復交50年、「日中共同声明」の原点を!

飯田日中友好協会理事長 小林勝人

明年は日中国交正常化から50周年を迎える。日中関係が厳しさを増している中で、日中共同声明を今改めて読み直し、その原点を確認しておきたい。

Ⅰ 戦争責任

  1972年9月25日、田中角栄首相一行は、北京到着後直ちに第一回日中首脳会談に入り、重要問題に関して、緊張と友好ムードの入り混じった雰囲気の中で討議が進められた。

 1)戦争状態の終結に関して、日本側は「日台条約によって基本的に解決済み」とする条約論を展開するも、中国側は、日本が「サンフランシスコ条約体制を受けて結んだ日台条約は、中華人民共和国が成立した以降に締結したものであり、不法であり、無効であって、戦争状態は法的に何ら終結されていない」とする立場であった。この重大な問題について中国としては、黙認するわけにはいかないと、周恩来は主張した。

 2)さらにその夜の周恩来主催の歓迎会の席上、田中首相演説での、「多大なご迷惑」発言が問題視され急遽、翌日の「万里の長城」見学の車中で、大平外相、姫鵬飛外交部長の会談がもたれ、続いて、首脳会談が再開された。
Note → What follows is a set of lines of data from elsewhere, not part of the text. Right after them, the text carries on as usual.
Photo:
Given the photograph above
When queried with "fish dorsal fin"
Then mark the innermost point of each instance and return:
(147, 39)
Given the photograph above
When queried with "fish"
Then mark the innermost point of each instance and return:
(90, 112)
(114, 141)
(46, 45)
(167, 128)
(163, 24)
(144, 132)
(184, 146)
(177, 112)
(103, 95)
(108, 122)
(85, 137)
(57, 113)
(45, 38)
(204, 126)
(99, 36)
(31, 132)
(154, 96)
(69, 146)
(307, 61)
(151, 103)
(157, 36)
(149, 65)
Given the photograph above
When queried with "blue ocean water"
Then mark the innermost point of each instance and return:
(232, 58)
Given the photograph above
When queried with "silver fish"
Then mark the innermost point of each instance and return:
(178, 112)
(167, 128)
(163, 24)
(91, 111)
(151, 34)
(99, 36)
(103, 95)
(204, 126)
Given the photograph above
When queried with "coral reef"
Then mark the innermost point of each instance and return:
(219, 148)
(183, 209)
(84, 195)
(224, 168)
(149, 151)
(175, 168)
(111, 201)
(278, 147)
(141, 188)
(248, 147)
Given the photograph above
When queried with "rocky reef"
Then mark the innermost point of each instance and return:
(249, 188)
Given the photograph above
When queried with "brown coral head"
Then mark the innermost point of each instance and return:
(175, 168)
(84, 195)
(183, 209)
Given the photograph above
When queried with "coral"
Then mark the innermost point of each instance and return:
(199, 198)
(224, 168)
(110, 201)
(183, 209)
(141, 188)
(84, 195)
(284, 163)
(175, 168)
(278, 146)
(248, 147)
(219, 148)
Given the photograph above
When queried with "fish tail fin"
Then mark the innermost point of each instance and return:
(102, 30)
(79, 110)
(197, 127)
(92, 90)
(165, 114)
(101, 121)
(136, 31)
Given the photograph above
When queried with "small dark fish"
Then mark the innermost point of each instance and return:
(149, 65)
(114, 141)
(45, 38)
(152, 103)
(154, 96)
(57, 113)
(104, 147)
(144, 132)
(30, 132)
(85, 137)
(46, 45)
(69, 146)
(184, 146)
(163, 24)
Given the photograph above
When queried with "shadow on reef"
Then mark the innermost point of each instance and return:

この中で、 中国側はかつての戦争の責任について、軍部と国民を二分し、悪いのは「軍部」であって、国民は「被害者」であったとする、日本国民を免罪した公式見解が示された。これは、中国の未来を見据えての政治的智恵だと考えるべきで、日本国民自らが、責任がないと甘えて良いかは別問題である。中国では「賠償放棄」を含め共同声明に関して全土にわたって、人民への「説得教育」が行われたという。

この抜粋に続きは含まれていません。